Yang lebih memprihatinkan lagi, swasembada beras yang pernah diraih dan meraih penghargaan kelas dunia kini mengalami kerusakan yang cukup parah. Keadaan darurat beras kini telah melanda negara ini. Produksi turun secara signifikan. Harga beras di pasaran yang meroket menunjukkan tren kenaikan harga yang tidak disengaja. Sayang sekali jika pada akhirnya kita harus mengimpor beras lagi.

Lalu bagaimana dengan angka swasembada pangan yang tertulis dalam Visi dan Misi pada masa kampanye presiden 2024? Bahkan ada teman yang mengatakan bahwa swasembada pangan adalah sebuah pemborosan, hanya untuk mencapai swasembada beras saja, hal itu bahkan nampaknya sulit dicapai di lapangan dalam kehidupan nyata saat ini.

Swasembada gandum jelas berbeda dengan swasembada beras. Jangan sampai kita salah menyimpulkan bahwa swasembada beras sama dengan swasembada padi-padian. Dalam bahasa teknokratis atau akademis, nasi jelas tidak sama dengan makanan. Swasembada beras hanyalah bagian dari swasembada pangan.

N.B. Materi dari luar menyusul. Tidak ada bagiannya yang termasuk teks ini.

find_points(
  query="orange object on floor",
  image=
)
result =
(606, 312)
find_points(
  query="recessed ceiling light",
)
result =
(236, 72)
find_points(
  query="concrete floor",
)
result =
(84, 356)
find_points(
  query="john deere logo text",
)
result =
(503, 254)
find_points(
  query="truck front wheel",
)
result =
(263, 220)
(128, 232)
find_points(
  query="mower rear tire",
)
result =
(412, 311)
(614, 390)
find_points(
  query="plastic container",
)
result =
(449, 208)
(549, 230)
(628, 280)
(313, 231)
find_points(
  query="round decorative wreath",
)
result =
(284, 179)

Tekad dan semangat mewujudkan swasembada pangan tentunya harus kita dukung melalui kerja keras dan kecerdikan. Acungan jempol saja tidak cukup. Pertanyaannya, bagaimana dengan tindakan nyata? Lima tahun ke depan, apakah kita hanya menyiapkan kerangka dasar pencapaian?

Sudahkah kita menyiapkan masterplan swasembada pangan dan road map pencapaiannya? Atau akankah kita mencapainya, lima tahun setelah Prabowo memimpin perjalanannya memimpin bangsa dan negara tercinta? Untuk menjawab pertanyaan terakhir di atas, jawabannya jelas: tidak mungkin tercapai.

Mencapai swasembada pangan jelas berbeda dengan mencapai swasembada beras. Dalam bahasa politik, swasembada pangan dapat tercapai jika pemerintah dapat menjalin sinergi dan kerja sama yang berkualitas antar pemangku kepentingan terkait dengan urusan pembangunan pangan.

(Penulis, Ketua Harian DPD HKTI Jawa Barat).